Projekt będą konsultowały takie podmioty, jak Polskie Towarzystwo Ginekologiczne, Naczelna Izba Lekarska, Federacja na rzecz Kobiet i Planowania Rodziny i stowarzyszenie „Nasz Bocian”. Na liście nie znaleźli się ani konsultant krajowy ds. genetyki, ani instytuty naukowe zajmujące się badaniami genetycznymi.

– Ta sytuacja obnaża ideologiczny wymiar dyskusji wokół in vitro. Pomija się natomiast racjonalne zbadanie przyczyn większości przypadków niepłodności – powiedział w rozmowie z gazetą ks. prof. Paweł Bortkiewicz, bioetyk. Dodał, że poważne konsekwencje będzie mieć także pominięcie w debacie kwestii światopoglądowej.  Oczywiście my musimy wciąż podkreślać, że niepłodność poszczególnych par małżeńskich jest wielkim dramatem i wielkim cierpieniem. Pierwsza logiczna sprawa, która domaga się wyjaśnienia to ustalenie przyczyn tej niepłodności.
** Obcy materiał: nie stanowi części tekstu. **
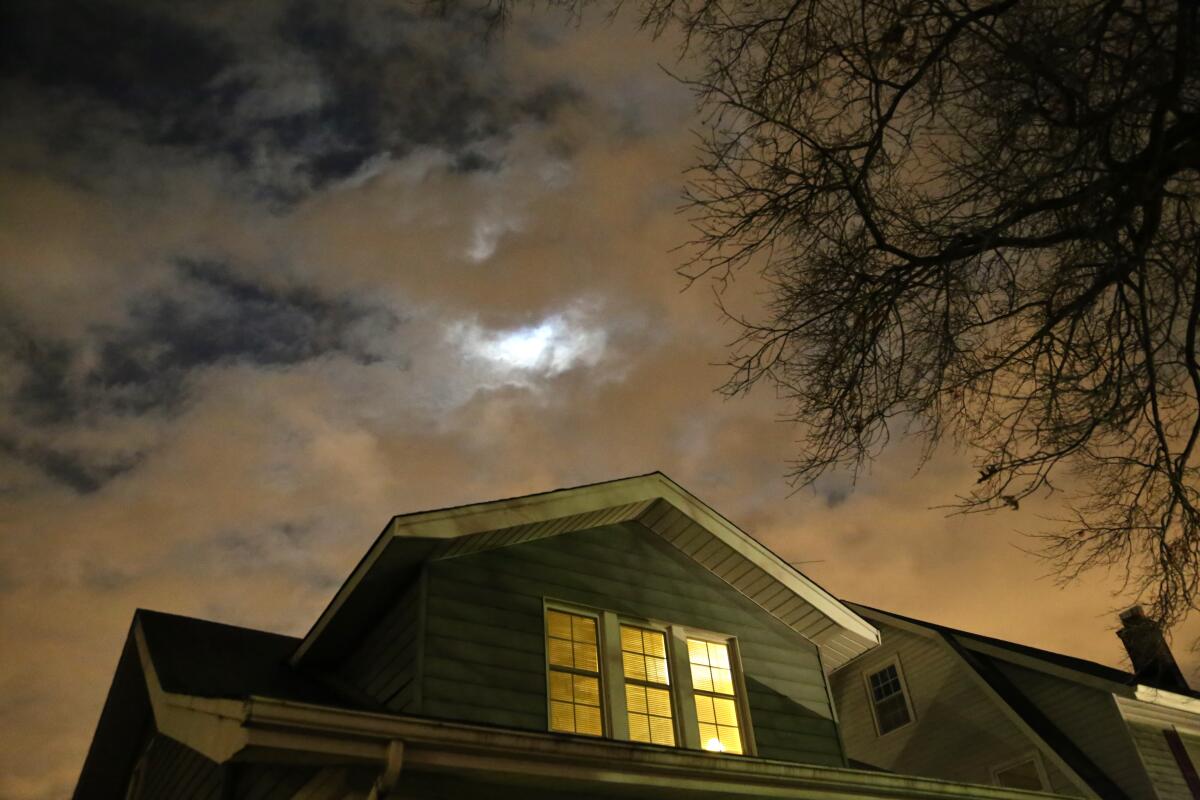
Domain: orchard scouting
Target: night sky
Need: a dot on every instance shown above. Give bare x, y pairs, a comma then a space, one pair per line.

Przecież ta niepłodność ma, oprócz przyczyn na pewno genetycznych, także przyczyny kulturowe i społeczne, związane chociażby z promowaniem antykoncepcji. Ma na pewno swoje przyczyny stricte genetyczne, ma na pewno też przyczyny związane z wadami rozwojowymi organizmu, np. z niedrożnością jajników. Tutaj głos genetyków, ale powiedziałbym, że właśnie głos etyków, teologów ma swoje znaczenie, ponieważ wspomniana chociażby antykoncepcja – jak wielokrotnie pisał Jan Paweł II – wytwarza mentalność przeciwną poczęciu życia argumentował.